Manufacturers in the Cambridgeshire city of Peterborough are experiencing a rise in customers looking to restocking their inventories after the dip in buying during and after the recession.
Mark Smith, relationship director, Barclays Corporate, Peterborough said that there had been an “improved output against a much more efficient and improved cost base, following rationalisation made within their businesses during the past couple of years.”
After gloomy ONS figures showing a rising trade in goods and services deficit from £2.7bn to £3bn, Mr Smith remained positive: “We are seeing this momentum continuing at a local level and as a result gross profit margins are holding up well.”
With rising confidence in the market, there has been a rise in investment and as a result the UK market is becoming stronger. “Whilst still a fiercely competitive marketplace along with pressure on certain raw material costs/rising utilities, business appears to be holding up,” said Smith.

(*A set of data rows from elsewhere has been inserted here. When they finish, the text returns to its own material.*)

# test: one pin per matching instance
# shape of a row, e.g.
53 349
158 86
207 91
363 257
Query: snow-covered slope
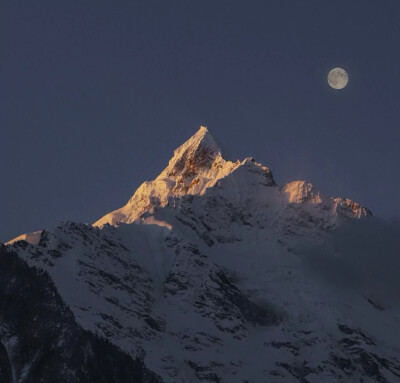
200 274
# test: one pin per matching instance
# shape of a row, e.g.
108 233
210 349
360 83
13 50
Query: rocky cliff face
198 275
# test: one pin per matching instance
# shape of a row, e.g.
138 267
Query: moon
338 78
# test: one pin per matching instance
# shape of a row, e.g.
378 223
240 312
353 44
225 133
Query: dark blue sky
95 95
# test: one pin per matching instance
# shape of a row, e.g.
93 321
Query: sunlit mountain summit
201 277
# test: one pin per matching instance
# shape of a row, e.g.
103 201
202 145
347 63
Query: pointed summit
198 152
195 166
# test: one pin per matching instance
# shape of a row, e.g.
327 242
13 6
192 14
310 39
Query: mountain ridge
199 274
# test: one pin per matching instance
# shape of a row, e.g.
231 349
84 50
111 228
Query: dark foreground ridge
40 340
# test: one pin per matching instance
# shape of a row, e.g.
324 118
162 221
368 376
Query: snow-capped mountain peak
195 166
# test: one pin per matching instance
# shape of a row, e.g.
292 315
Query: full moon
338 78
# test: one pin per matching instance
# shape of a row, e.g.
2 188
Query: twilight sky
95 95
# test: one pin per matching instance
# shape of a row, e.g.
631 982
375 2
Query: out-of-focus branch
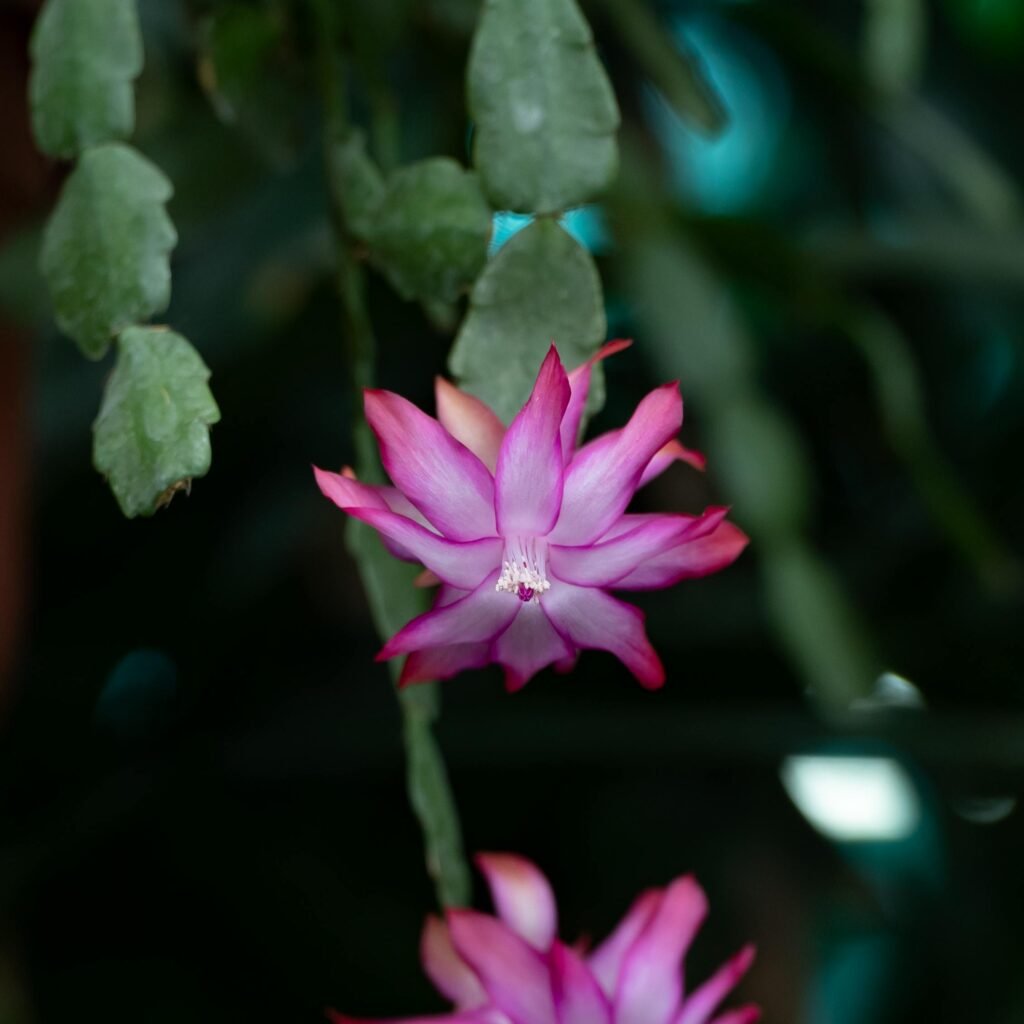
429 791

Even after a drop in export volumes, UK exporters are still optimistic, especially as there is now some evidence of a rebound in demand for British products in America. Mark added: “Almost all businesses will also be welcoming a cooling commodities market, offering the promise of easing input prices and, hopefully, a respite from persistent above-target inflation and the spectre of upward pressure on wages.”
While investment in SMEs has been a prime concern among those in the manufacturing industry, these events are giving them a greater chance of attracting investment. “The UK Government has put trade firmly back on the agenda with new schemes from UK Trade & Investment,” said Smith.
He said that it’s confidence in exploiting new markets, while diversifying supply chains that will grow the UK’s international trade flows. He argues that these initiatives should help build this confidence in an ever more competitive global trade landscape.